LAME DEER, Mont. (AP) — A wildfire bore down on rural southeastern Montana towns Thursday as continuing hot, dry weather fanned the flames.
Several thousand people in Montana remained under evacuation orders as the Richard Spring Fire advanced across the sparsely-populated Northern Cheyenne Indian Reservation.
Primed by heavy, swirling winds and hot temperatures, the Montana fire spread in multiple directions, torching trees and sending off embers that propelled the flames across the dry landscape.
The blaze began Sunday and winds gusting up to 56 miles per hour (90 kilometres per hour) caused it to explode across more than 260 square miles (670 square kilometers) by Thursday.
The fire had crept within about 2 miles (3.2 kilometers) of the eastern edge of the evacuated town of Lame Deer, leaping over a highway where officials had hoped to stop it.
After a second fire ignited just west of the town and quickly spread, tribal officials late Wednesday urged residents who did not heed the initial evacuation order to flee. Busses were being brought in to move people to a school in the community of Busby, about 15 miles (24 kilometers) away.

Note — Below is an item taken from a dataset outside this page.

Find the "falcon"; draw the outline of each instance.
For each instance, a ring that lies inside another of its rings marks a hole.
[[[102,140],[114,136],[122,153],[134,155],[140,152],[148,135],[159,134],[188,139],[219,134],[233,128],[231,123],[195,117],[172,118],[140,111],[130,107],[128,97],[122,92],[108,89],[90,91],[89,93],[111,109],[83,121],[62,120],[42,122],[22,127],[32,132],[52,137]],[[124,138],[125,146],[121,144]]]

Firefighters worked into early Thursday morning on hills around Lame Deer to keep the blaze from destroying houses, officials said.

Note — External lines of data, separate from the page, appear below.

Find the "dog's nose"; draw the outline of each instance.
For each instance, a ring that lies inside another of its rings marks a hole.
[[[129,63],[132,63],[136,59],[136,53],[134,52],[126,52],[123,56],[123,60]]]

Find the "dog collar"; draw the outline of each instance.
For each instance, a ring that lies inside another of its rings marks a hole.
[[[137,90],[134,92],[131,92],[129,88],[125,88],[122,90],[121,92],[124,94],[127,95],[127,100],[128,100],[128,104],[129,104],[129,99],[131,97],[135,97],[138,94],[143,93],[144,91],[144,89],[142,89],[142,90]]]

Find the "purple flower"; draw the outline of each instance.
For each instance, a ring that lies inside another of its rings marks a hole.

There were no immediate damage reports about buildings.
Also ordered to leave were about 600 people in and around Ashland, a small town just outside the reservation. Local, state and federal firefighters were joined by ranchers using their own heavy equipment to carve out fire lines around houses.
Cooler weather and less wind was in the weather forecast for southeastern Montana Thursday, the National Weather Service said. That could give firefighters brief relief before a ridge of high pressure moves into the area and pumps temperatures into the 90s over the weekend.